Egyptian-Americans protest constitutional referendum

Meanwhile, UK based group BE4D called for oerseas Egyptians to boycott the referendum.

Egyptian-Americans protest constitutional referendum

World Bulletin / News Desk

Approximately twenty Egyptian-Americans took to the Egyptian Embassy in Washington on Wednesday to protest Egypt’s proposed constitutional referendum.

"I am here to say we have to not go and vote, because we do not trust these people. Even if we say no for this [referendum], we don’t trust these people. After what I saw and these killings, I don't trust them," said Hala Abdullah, a doctor who said she volunteered in Cairo's Rabaa Square during clashes with Egyptian authorities.

"I saw the massive killing. I saw shots everywhere in the body, in the head, in the chest in everywhere," she said.

Others voiced their discontent over the forthcoming referendum as well.

"This is not a proposed constitution…we call it an illegitimate, illegal piece of paper," said Akram El Zend, co-founder of Egyptian-Americans for Democracy and Human Rights.

Speaking of the violence following the ouster of former Egyptian President Mohammad Morsi, he added, "I would like to see that these people, these thousands of Egyptians that have been killed since the announcement of the military coup…I would like to see those people who are responsible about these killings to be held responsible and to be questioned, and to have a fair and just court and judicial rulings."

Egypt is expected to vote on its new constitution from January 14-15 next week.

Egyptians in UK boycott military constitution

Egyptians living in the United Kingdom (UK) have urged all other Egyptians abroad to take part in boycotting the referendum on the constitution which will be held in the Middle Eastern country from January 8-12.

A UK-based non-partisan and non-political group named British Egyptians for Democracy (BE4D) released a press statement about the constitutional referendum in Egypt, calling all Egyptians abroad to boycott the constitution in a video they filmed.

The statement stressed that BE4D asserts its complete rejection of the constitution, considering it a constitution "written under an oppressive military rule which has thus far claimed thousands of innocent lives, detained innocent civilians and committed the worst human rights violations in the modern history of Egypt."

"The atmosphere of fear and repression that has been established as a result of the military's takeover is in no way conducive of free and fair elections. The fact that several international monitors have refused to monitor the upcoming referendum is a testament to this," BE4D noted.

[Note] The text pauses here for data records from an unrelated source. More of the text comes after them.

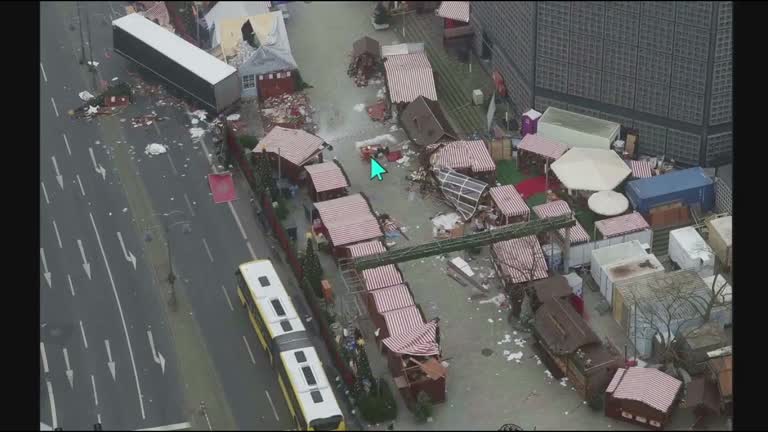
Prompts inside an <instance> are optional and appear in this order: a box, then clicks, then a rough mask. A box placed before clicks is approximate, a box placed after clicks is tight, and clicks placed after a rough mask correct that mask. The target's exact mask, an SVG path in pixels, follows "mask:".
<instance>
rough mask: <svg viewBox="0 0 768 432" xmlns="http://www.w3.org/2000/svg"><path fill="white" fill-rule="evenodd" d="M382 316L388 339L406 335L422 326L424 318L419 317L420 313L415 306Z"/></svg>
mask: <svg viewBox="0 0 768 432" xmlns="http://www.w3.org/2000/svg"><path fill="white" fill-rule="evenodd" d="M382 316H384V324H385V325H386V326H387V330H388V331H389V337H392V336H398V335H401V334H403V333H407V332H409V331H412V330H414V329H417V328H419V327H421V326H422V325H424V318H422V317H421V312H419V309H418V308H416V306H409V307H407V308H404V309H398V310H394V311H391V312H386V313H383V314H382Z"/></svg>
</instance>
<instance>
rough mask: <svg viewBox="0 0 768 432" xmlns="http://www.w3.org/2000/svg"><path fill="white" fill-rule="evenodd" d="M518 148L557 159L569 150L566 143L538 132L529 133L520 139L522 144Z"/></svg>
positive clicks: (549, 158) (539, 155) (547, 156)
mask: <svg viewBox="0 0 768 432" xmlns="http://www.w3.org/2000/svg"><path fill="white" fill-rule="evenodd" d="M518 148H519V149H520V150H525V151H527V152H531V153H536V154H537V155H539V156H544V157H546V158H549V159H555V160H557V159H558V158H560V156H562V155H563V154H564V153H565V152H566V151H568V146H566V145H565V144H561V143H559V142H557V141H552V140H550V139H547V138H544V137H542V136H539V135H536V134H528V135H526V136H524V137H523V139H522V140H520V146H519V147H518Z"/></svg>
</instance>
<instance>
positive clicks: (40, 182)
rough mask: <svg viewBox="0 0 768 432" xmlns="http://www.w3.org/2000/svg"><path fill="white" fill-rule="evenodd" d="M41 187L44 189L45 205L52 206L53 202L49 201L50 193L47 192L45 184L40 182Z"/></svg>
mask: <svg viewBox="0 0 768 432" xmlns="http://www.w3.org/2000/svg"><path fill="white" fill-rule="evenodd" d="M40 186H42V187H43V196H44V197H45V203H46V204H50V203H51V202H50V201H49V200H48V191H46V190H45V183H43V182H40Z"/></svg>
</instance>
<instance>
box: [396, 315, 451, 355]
mask: <svg viewBox="0 0 768 432" xmlns="http://www.w3.org/2000/svg"><path fill="white" fill-rule="evenodd" d="M436 339H437V323H435V322H434V321H430V322H428V323H426V324H424V325H423V326H420V327H417V328H415V329H413V330H411V331H409V332H406V333H403V334H400V335H397V336H390V337H388V338H385V339H384V340H383V341H382V342H384V345H386V347H387V348H389V350H390V351H392V352H394V353H397V354H407V355H413V356H431V355H438V354H440V346H439V345H438V344H437V342H436Z"/></svg>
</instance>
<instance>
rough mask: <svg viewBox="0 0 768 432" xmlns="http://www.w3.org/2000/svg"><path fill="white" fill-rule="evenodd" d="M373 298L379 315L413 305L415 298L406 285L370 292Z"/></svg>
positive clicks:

Furthermore, they add, "BE4D believes that it is not in the interest of the Egyptian people to vote on a constitution that will serve only to entrench the military's interests, take Egypt further away from democracy and promote further division in a country which has already been brought to the brink of destruction as a result of the military's actions."

In addition, some of the participants in the video said, "Whether you vote yes or no in the referendum is irrelevant, participating alone means that you acknowledged the military rule in Egypt," adding "your participation in the referendum only serves to legitimise military rule."

The group also calls Egyptians worldwide to join activities outside Egyptian embassies to condemn the military's human right's violations.

A protest is planned outside the Egyptian embassy in London on Saturday morning.

Expatriate Egyptians on Wednesday began voting on an amended version of Egypt's suspended 2012 constitution amid complaints in certain countries.

According to the Egyptian Foreign Ministry, 127 embassies and 11 consulates around the world opened their doors to voters on Wednesday morning. Polling will continue for the next five days, from 9am to 9pm according to the local time of where the embassies and consulates are located.

The constitutional referendum is the first step of a transitional roadmap imposed by the military following last July's ouster of Mohamed Morsi, Egypt's first freely elected president.